ボーラは怒ったが、その姿を見ることができた女はいなかった。
”こんなやつらほっときましょうよ。ムデンさん”
”まったくそのとおりだが、全部の娼婦が悪いわけでもあるまい”
”心を読んで、いい人だけ選別しましょうか”
”不思議とそれをやりだすとすぐに悪い存在になるものだ。善とは損を伴うものらしい”
”その理屈だとムデンさんはすごい善になりません?”
”他人の評価に興味はない”
”でも私が悪い妖精になるのは嫌なんですね?”
ムデンは何も答えず、私娼団を受け入れている。食に続いて色まで手に入れて、ムデンは一躍夜の街の王になってしまっている。

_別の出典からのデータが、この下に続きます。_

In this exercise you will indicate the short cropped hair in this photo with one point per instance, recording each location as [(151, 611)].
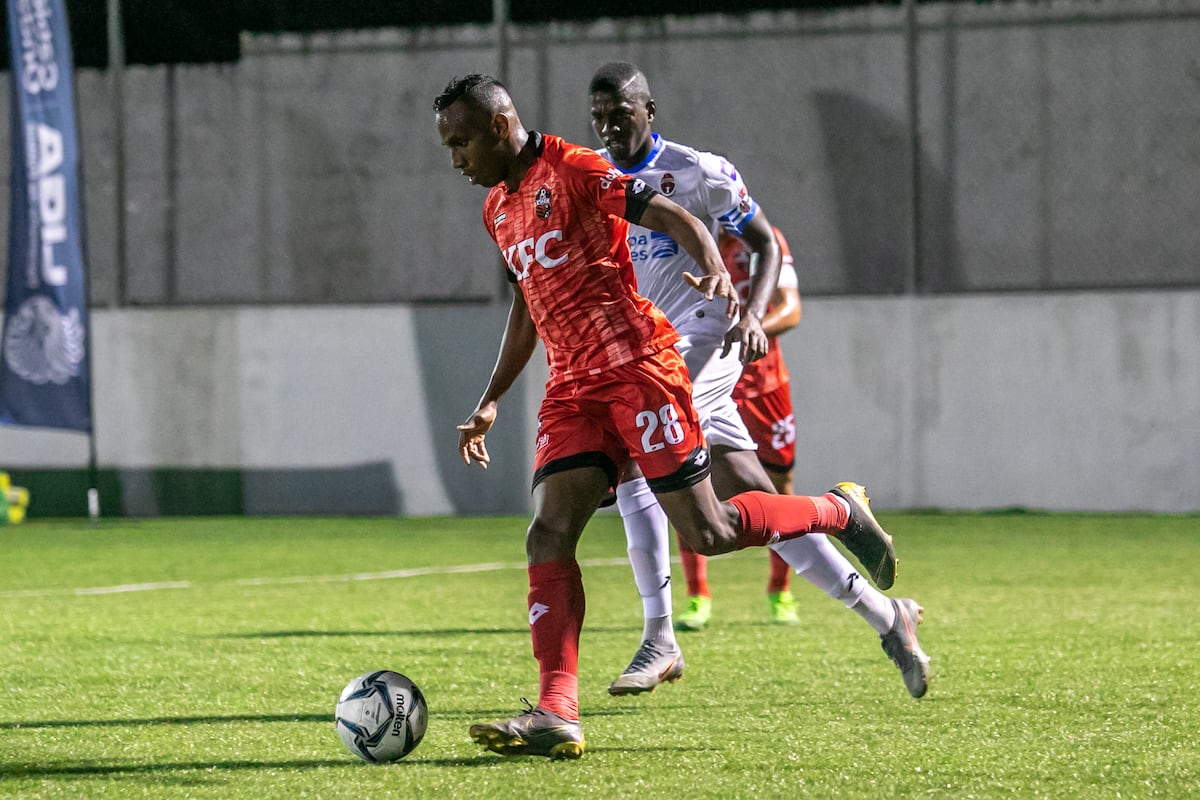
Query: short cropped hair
[(617, 78), (480, 90)]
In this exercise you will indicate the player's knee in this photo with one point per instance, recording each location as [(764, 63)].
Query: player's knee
[(707, 541), (550, 540)]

もっともムデンがやったのは、身体を壊した娼婦たちを回復魔法で癒やすことと、希望する女たちを屋台の調理係や子供の世話係に回していくことであった。武芸を学んで用心棒の代わりにもなれたという。身を売るしかない女たちにある程度の職業選択の自由への道を開いたことで、ムデンは大層感謝されている。
元々娼婦は同業者組合の高い参入障壁がもとで、職業選択が不自由すぎて望まずについていた者が多かった。

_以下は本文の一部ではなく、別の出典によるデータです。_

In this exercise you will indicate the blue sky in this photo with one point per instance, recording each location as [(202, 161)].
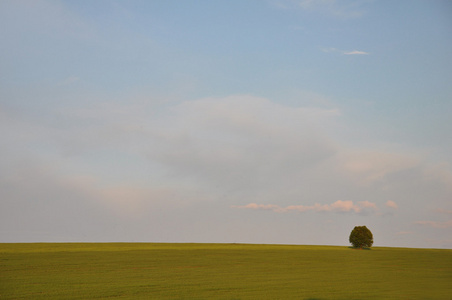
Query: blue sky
[(279, 121)]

疫病や災害や戦争で村という共同体がなくなって都市に流入したエルフが、仕方なくやっていたものだったのである。それを、ムデンが船乗り特有の気楽さで破壊した。政治的安定も力の均衡も、彼には興味がなかった。明確なのは一つ、手を出したら殺す。以上である。ムデンは同業者組合同士の話し合いにも一切参加していない。

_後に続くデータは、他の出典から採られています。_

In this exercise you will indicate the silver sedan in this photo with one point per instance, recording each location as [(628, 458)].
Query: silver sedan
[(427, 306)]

このことは多くの同業者組合を敵に回す結果に結果になった。このあたりの歴史を調べると延々と出てくるのが、本邦で言う出る杭は打たれるの論理である。それまで人気だった娼婦が化粧を落として楽しそうに銅鍋を振るっていると、それだけでムデンを殺したくなってしまう同業者組合のなんと多いことか。人間にせよエルフにせよ、自分が我慢しているのに誰かが自由だとどうにもそれが許せない悪に思えてしまうらしい。あるいは成功者を妬んで悪いところを探す習性でもあるようである。
酒の販売組合が屋台に酒を卸さなくなる決定をしたのは、それから一月も立たぬ夏の前である。同時に同業者組合一〇個が連名で、ムデンが町の治安と秩序を著しく乱していると騎士団へ告発がなされた。